2022-03-31 11:33:00.326 [error] <0.508.0> can't load acl file "/opt/scats/vernemq/vmqscats.acl" due to enoent
2022-03-31 11:33:02.569 [debug] <0.270.0>@vmq_swc_store:handle_info:464 Replica meta5: Can't initialize AE exchange due to no peer available
2022-03-31 11:33:03.464 [debug] <0.306.0>@vmq_swc_store:handle_info:464 Replica meta9: Can't initialize AE exchange due to no peer available

my vmqscats.acl file contains one line
topic #

Can you please let know what I am doing wrong.
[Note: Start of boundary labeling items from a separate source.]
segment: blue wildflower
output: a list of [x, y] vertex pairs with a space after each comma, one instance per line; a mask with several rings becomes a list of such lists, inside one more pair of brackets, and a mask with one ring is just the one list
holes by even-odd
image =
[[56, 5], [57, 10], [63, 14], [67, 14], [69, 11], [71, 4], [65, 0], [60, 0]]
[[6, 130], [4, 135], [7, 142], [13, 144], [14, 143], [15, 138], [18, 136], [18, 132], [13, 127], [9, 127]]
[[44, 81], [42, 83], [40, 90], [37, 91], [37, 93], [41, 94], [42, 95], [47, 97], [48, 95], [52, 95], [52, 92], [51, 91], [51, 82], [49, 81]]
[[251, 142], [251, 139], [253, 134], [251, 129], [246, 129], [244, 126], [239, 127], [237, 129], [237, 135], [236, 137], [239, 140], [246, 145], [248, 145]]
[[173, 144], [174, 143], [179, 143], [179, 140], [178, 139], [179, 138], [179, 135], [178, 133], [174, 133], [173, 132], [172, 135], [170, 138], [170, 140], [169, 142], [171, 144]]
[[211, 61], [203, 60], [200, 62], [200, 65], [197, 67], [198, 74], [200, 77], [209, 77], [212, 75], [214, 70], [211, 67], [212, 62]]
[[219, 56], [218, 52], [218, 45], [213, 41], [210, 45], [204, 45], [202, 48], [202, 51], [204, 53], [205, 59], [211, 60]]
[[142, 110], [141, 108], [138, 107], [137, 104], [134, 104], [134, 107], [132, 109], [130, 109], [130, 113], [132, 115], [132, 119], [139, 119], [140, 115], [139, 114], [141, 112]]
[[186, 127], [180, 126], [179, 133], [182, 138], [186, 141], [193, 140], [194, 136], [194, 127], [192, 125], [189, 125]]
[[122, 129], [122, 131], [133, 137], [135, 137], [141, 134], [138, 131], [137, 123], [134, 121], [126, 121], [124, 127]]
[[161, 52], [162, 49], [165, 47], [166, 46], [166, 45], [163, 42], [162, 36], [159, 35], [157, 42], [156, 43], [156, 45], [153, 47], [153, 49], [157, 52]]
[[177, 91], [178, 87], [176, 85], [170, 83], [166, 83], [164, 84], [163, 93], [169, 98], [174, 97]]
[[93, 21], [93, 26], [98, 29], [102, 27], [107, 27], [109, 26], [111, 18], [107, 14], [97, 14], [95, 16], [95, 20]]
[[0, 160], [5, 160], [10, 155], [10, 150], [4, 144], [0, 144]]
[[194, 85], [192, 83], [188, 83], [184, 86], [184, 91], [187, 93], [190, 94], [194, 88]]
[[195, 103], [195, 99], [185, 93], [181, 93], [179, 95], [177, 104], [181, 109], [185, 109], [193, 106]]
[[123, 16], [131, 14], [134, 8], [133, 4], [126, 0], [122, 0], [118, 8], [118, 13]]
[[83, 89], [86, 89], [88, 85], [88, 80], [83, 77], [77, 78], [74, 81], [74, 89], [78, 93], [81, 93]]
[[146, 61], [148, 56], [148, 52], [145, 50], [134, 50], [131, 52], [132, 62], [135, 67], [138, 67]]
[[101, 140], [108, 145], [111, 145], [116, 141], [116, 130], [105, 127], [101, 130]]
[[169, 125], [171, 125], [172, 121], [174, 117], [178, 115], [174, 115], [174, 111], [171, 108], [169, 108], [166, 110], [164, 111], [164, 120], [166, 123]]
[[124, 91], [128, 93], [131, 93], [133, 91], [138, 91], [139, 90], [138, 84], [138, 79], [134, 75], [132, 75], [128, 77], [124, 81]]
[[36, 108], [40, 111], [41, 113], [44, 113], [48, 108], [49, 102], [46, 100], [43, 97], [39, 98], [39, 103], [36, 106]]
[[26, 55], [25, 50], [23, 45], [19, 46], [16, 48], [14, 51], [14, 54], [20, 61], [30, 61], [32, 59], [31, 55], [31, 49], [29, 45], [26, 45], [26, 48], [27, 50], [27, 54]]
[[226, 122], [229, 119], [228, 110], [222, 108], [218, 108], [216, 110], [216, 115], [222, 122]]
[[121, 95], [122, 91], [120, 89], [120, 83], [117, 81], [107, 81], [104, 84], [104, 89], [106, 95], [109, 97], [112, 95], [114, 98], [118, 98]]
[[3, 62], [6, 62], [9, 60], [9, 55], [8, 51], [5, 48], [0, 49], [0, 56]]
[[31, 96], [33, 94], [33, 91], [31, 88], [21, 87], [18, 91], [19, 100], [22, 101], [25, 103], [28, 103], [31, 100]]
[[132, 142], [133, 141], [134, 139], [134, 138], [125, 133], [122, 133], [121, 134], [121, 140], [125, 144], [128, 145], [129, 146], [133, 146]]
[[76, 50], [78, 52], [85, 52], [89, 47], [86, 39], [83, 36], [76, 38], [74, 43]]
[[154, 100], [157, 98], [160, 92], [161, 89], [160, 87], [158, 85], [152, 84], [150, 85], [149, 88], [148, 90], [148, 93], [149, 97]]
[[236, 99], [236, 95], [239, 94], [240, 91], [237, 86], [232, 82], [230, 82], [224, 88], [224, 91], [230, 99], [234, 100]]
Thank you for your help and support.

baoquach · April 1, 2022, 9:29am

If disabled ACL
plugins.vmq_acl=off
-e “DOCKER_VERNEMQ_PLUGINS__VMQ_ACL=off”
Then, I do not an error of can’t load acl file “/opt/scats/vernemq/vmqscats.acl” due to enoent

But my Java client can not connect to VerneMQ Broker. I get an error of vernemq get an error of Connection lost (32109) - java.net.SocketException: Connection reset 32109
If I set allow_anonymous=on or -e “DOCKER_VERNEMQ_ALLOW_ANONYMOUS=on” work fine

Here is content in my vmqscats.passwd file
advancecomsumer:$6$36ANp3jy/QTSSWXk$uFR3B8I+Zd7VxxNxTktZYl46u/UgHjgulIfmsbplvghTk6ta46qwBY8rj3XPjmBriOXu3hrQKDFyp497WTW0Rw==
traff:$6$dxIm3XSMWN0r5kAb$CQkOORBdGXbmdeheBgmknD7B5S8q6Y5N/caR7jrC5V94sOAlPd92s2kI6f2vCCdEUTKPb9Fy82i73jC2my1Vgg==
advancepublisher:$6$2xVtiZnpvs7hruAJ$CiHDn4utZy0VyQCpRmWjg4jf8VTXuNSbHBIdMkuPauM6/wKjf7VeaZNCK/CYQ7l8pSaZVcdX+Iof70Dac1T/wQ==

Here is my Java Client code
mqttClient = new MqttClient(brokerURL, clientId, persistence);
connOpts = new MqttConnectionOptions();
connOpts.setCleanStart(true); //no persistent session
connOpts.setKeepAliveInterval(180);
connOpts.setKeepAliveInterval(15);
connOpts.setConnectionTimeout(180);
connOpts.setAutomaticReconnect(true);

        connOpts.setKeepAliveInterval(keepAliveInterval);
        
        String userId = config.getValue("userId");
        String password = config.getValue("password");

        if( userId != null && password != null ) {
            connOpts.setUserName(userId );
            connOpts.setPassword(password.getBytes());
        }

        iMqttToken = mqttClient.connectWithResult(connOpts); 
        iMqttToken.waitForCompletion();

Can you please let know what I am doing wrong.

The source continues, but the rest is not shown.